Salud i gracia, la que selevraré sea vuena en compañía de todas las personas del cariño de Vd.; lo que me afeste, es vuena a Dios grasias, pero e tenido mi corazón afligido por muchas causas i motibos pues parece que Dios lo iso que aviendo estado el defunto tanto tienpo malo se fue a morir en tales días pues a vien que no ignora Vd. no a sido por mi curpa, pues harto lo e sentido pues tanbién abrá sido darle Dios a Vd. tienpo para que antes de finalisal se vea Vd. en ello, pues yo lla mucho me e mirado i cada vez me veo más firme, pues quisiera que lla uviera sido pues no podré ponderarle a Vd. es justo que aquella tarde tube y así como nos apartamos que fui a el ver a mi ajuelo allí a dos oras espiró pues parece me estaba agualdando para espedirse de mí pero en que estos nueves días me an afectado muchas penas que an contristado a mi corazón.
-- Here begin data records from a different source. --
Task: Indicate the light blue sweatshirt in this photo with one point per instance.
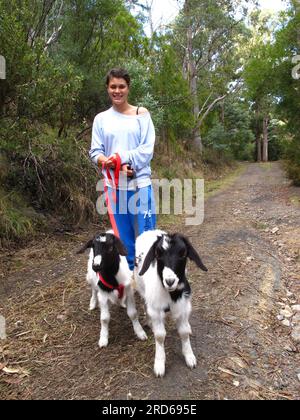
(131, 136)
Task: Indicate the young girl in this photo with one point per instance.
(123, 140)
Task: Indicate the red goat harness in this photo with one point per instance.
(120, 288)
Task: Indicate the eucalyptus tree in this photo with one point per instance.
(207, 35)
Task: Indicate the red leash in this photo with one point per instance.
(115, 185)
(119, 288)
(115, 182)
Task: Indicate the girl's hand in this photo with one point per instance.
(129, 172)
(109, 163)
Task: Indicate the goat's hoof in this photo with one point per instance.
(191, 361)
(142, 335)
(159, 369)
(93, 304)
(103, 342)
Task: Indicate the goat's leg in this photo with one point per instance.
(104, 319)
(133, 315)
(184, 330)
(94, 300)
(159, 331)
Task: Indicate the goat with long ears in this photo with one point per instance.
(161, 280)
(109, 276)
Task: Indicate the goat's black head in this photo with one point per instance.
(171, 253)
(107, 249)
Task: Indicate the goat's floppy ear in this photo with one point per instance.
(193, 254)
(120, 246)
(89, 244)
(149, 257)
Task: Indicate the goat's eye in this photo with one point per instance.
(182, 254)
(158, 253)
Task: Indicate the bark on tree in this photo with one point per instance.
(265, 145)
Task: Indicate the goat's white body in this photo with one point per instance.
(157, 299)
(102, 299)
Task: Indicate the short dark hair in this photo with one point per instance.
(118, 73)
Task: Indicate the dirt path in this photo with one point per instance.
(250, 243)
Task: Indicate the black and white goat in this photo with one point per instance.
(161, 280)
(109, 276)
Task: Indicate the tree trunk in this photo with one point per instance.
(265, 156)
(191, 75)
(258, 147)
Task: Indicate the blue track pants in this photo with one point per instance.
(132, 214)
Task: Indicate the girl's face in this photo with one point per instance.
(118, 91)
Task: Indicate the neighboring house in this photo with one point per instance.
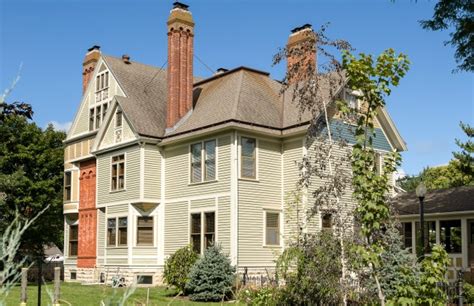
(159, 159)
(449, 219)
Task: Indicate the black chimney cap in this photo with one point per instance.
(180, 5)
(94, 47)
(305, 26)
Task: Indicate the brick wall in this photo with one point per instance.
(86, 257)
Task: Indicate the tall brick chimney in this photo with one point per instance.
(180, 63)
(301, 51)
(88, 66)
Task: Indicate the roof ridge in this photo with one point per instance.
(135, 62)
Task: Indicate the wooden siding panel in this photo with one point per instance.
(178, 168)
(132, 176)
(152, 188)
(292, 155)
(254, 196)
(203, 203)
(176, 226)
(223, 224)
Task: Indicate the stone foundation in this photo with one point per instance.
(101, 275)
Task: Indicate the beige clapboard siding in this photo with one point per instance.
(178, 169)
(132, 176)
(101, 232)
(223, 224)
(110, 139)
(117, 209)
(254, 196)
(204, 204)
(82, 124)
(292, 155)
(152, 183)
(176, 226)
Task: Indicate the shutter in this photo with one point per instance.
(210, 148)
(196, 171)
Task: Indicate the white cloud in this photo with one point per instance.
(65, 126)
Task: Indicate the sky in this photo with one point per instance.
(49, 38)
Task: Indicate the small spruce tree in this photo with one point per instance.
(212, 277)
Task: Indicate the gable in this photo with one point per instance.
(112, 133)
(95, 101)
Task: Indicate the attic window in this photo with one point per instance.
(102, 86)
(118, 119)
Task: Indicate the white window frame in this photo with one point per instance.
(257, 145)
(152, 245)
(202, 213)
(203, 162)
(280, 224)
(116, 245)
(124, 173)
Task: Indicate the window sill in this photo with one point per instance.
(202, 183)
(117, 191)
(269, 246)
(249, 179)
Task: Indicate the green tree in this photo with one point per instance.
(466, 156)
(31, 178)
(457, 14)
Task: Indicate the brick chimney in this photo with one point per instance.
(88, 66)
(180, 63)
(301, 52)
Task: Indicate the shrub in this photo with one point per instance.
(264, 296)
(311, 271)
(178, 266)
(212, 277)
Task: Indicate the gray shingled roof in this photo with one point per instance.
(243, 94)
(457, 199)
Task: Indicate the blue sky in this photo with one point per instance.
(50, 38)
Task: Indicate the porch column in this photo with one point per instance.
(464, 241)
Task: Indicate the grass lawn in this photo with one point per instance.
(84, 295)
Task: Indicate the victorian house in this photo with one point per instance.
(157, 159)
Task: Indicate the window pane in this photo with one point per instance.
(73, 232)
(122, 231)
(145, 231)
(196, 223)
(272, 228)
(91, 119)
(451, 235)
(407, 234)
(118, 119)
(210, 149)
(196, 172)
(327, 221)
(248, 157)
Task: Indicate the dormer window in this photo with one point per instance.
(102, 86)
(118, 119)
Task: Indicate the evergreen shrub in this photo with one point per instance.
(212, 277)
(178, 266)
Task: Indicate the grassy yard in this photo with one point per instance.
(84, 295)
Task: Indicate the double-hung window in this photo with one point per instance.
(145, 231)
(203, 230)
(203, 161)
(117, 231)
(248, 158)
(67, 186)
(272, 228)
(118, 172)
(73, 239)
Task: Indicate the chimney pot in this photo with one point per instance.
(180, 5)
(126, 58)
(94, 47)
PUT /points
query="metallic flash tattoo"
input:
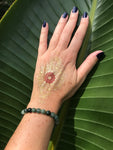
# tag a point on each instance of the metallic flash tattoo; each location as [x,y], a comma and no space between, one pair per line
[50,77]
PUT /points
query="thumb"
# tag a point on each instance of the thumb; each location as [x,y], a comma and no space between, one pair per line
[88,64]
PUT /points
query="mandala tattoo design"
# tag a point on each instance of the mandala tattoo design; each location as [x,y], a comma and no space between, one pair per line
[50,77]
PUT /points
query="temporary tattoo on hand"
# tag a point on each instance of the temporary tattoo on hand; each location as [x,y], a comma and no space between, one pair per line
[50,77]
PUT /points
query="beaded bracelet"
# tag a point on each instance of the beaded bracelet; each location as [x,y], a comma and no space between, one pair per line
[41,111]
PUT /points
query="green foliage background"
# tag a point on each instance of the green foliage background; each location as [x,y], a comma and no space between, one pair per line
[88,123]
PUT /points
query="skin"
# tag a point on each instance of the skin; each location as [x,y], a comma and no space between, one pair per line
[34,130]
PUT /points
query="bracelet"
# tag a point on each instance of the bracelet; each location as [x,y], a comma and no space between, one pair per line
[41,111]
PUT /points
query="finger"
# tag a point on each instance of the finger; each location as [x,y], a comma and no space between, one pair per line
[88,64]
[43,39]
[79,36]
[58,30]
[68,29]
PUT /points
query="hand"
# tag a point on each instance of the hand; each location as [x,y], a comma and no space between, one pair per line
[56,77]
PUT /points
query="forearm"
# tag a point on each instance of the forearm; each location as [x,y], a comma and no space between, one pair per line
[34,130]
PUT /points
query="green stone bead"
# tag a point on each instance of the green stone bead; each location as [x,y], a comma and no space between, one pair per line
[25,110]
[38,110]
[43,111]
[33,110]
[52,114]
[22,112]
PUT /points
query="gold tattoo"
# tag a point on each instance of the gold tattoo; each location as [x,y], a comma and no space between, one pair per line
[50,77]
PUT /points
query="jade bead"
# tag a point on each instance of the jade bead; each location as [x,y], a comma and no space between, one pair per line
[38,110]
[52,114]
[22,112]
[48,113]
[33,110]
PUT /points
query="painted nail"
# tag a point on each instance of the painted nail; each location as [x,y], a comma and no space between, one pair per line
[74,9]
[44,24]
[85,15]
[101,56]
[64,15]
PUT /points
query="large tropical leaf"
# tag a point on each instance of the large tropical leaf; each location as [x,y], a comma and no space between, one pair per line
[88,117]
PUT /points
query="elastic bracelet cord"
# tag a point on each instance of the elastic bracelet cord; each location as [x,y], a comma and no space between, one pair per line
[41,111]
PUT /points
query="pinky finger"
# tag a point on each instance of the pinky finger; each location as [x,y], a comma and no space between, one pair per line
[87,65]
[43,39]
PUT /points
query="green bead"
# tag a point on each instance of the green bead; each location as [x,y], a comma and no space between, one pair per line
[22,112]
[43,111]
[52,114]
[33,110]
[38,110]
[25,110]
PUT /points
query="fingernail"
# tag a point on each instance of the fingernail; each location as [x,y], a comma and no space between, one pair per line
[44,24]
[101,56]
[74,9]
[85,15]
[64,15]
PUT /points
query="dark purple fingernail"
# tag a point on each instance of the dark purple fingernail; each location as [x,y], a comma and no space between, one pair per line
[101,56]
[85,15]
[64,15]
[74,9]
[44,24]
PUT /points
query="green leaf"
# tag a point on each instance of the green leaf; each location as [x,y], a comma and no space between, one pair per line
[87,120]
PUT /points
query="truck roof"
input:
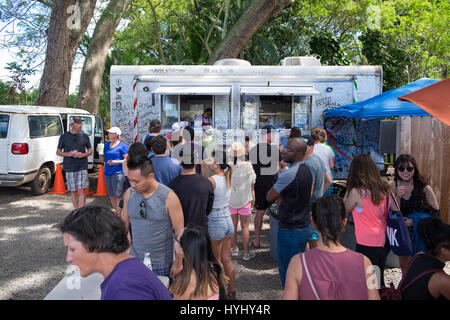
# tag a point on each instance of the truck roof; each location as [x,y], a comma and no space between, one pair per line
[40,109]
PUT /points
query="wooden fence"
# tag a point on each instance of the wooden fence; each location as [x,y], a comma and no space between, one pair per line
[428,141]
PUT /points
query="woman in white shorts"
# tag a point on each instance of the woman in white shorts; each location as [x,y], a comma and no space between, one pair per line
[220,225]
[242,198]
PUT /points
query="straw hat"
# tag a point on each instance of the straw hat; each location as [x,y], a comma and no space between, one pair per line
[237,149]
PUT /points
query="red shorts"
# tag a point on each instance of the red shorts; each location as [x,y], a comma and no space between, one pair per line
[244,211]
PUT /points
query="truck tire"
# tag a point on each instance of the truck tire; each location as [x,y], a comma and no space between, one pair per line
[41,182]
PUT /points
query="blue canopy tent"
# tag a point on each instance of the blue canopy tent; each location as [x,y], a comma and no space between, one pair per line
[384,105]
[355,128]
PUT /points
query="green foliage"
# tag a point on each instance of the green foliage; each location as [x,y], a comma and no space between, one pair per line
[412,42]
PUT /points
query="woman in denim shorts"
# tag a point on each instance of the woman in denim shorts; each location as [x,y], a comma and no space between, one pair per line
[220,225]
[115,153]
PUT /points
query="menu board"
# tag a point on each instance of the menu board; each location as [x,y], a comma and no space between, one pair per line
[222,112]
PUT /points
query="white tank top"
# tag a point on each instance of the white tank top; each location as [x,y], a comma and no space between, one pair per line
[221,193]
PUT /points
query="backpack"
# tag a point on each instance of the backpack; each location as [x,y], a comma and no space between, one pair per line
[392,293]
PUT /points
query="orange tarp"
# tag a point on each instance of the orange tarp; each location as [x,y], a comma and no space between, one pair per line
[434,99]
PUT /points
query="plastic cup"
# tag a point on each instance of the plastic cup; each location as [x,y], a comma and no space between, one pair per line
[101,147]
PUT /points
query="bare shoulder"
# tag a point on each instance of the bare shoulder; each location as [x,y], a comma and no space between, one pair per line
[439,285]
[428,189]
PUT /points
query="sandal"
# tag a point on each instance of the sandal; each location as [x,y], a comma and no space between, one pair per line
[231,295]
[234,252]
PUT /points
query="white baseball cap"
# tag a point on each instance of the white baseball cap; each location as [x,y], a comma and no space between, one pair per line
[115,130]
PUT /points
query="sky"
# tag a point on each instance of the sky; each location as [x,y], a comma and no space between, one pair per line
[7,55]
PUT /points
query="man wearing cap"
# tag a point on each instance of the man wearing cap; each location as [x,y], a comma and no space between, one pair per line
[293,188]
[154,129]
[204,118]
[75,147]
[265,158]
[320,179]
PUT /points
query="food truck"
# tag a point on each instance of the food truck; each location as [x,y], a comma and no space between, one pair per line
[242,98]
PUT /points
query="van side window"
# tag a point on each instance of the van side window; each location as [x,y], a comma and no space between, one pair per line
[4,120]
[86,124]
[44,126]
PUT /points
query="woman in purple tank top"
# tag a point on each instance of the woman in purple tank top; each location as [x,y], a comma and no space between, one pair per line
[330,271]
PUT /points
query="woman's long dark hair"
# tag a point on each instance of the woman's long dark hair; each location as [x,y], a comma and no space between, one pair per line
[328,214]
[364,174]
[418,180]
[198,258]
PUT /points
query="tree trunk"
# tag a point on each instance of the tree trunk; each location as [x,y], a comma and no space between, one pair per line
[253,18]
[68,22]
[94,65]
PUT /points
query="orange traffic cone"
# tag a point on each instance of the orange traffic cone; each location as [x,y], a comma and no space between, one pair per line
[86,192]
[59,187]
[101,185]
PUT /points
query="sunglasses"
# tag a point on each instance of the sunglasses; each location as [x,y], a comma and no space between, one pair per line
[143,211]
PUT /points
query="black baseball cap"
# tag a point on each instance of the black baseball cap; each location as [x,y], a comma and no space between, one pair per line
[267,129]
[154,123]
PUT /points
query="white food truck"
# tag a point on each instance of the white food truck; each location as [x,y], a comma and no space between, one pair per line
[243,98]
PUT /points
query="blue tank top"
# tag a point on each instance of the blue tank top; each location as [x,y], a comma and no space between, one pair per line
[153,234]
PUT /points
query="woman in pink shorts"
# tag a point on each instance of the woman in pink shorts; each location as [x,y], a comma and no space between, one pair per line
[242,198]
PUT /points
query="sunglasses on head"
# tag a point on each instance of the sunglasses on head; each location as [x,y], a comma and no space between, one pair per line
[143,211]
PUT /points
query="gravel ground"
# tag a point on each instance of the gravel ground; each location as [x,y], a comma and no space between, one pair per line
[33,254]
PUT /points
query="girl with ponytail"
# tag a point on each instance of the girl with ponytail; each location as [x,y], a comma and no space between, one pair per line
[220,225]
[202,278]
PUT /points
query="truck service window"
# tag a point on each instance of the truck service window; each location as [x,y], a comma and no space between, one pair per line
[302,112]
[170,111]
[276,111]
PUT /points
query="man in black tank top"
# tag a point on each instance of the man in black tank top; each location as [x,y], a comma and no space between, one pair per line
[140,205]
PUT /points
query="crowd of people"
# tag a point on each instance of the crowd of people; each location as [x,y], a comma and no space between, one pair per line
[180,201]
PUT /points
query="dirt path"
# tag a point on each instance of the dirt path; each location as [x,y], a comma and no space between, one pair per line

En cuanto a lo que tratamos aquella tarde me veo por lo que toca mi parte como dicho va pues lo que quiero no se arrepienta Vd. por allarme ahora ahogado si no me determino a el aserlo inmediato lo que si será para Pascua de Navidad i si antes pudiere ser lo aré; pero aora si Vd. tiene sugeto que se atreva a despachar los despachos aora oi o mañana o quando Vd quisiera aguardando el dinero que se gastare aquí a Navidad desde luego soi mui gustosísimo en ello, i pues si yo tubiera quien me lo pasase desde luego fuera aora pues estimaré luego que Vd. tenga proporción de salir un día el vernos para más segurança de Vd. i esperanza mía el darnos la mano i palabra oralmente

Nuestro clérigo enamorado acompañó a esta carta de los siguientes versos:

 

Sin que mis versos, Señora,

Rendiros obsequios pueden

A vuestros dignos pies quedan

Consagrados desde ahora

No haya año y mes, día y ora

Y con ellos celebrada

No seáis y coronada

De sus flores. Ni pequeño

Juzgo el don pues con tal dueño

Valdrá mucho, aunque yo nada.

 

José Rodríguez

A Doña Josefa Gómez

 

Pero al año siguiente, habiendo pasado Pascua de Navidad, nuestro clérigo de menores escribió una segunda carta en la que persistía en su palabra de casamiento, una palabra de casamiento que no debió cumplir puesto que en el citado archivo sevillano (Archivo General del Arzobispado de Sevilla, Fondo Arzobispal, Justicia, Palabras de casamiento, leg. 45) se conservan los autos que se instaron, a petición de Doña Josefa, para que José Rodríguez cumpliese con la misma.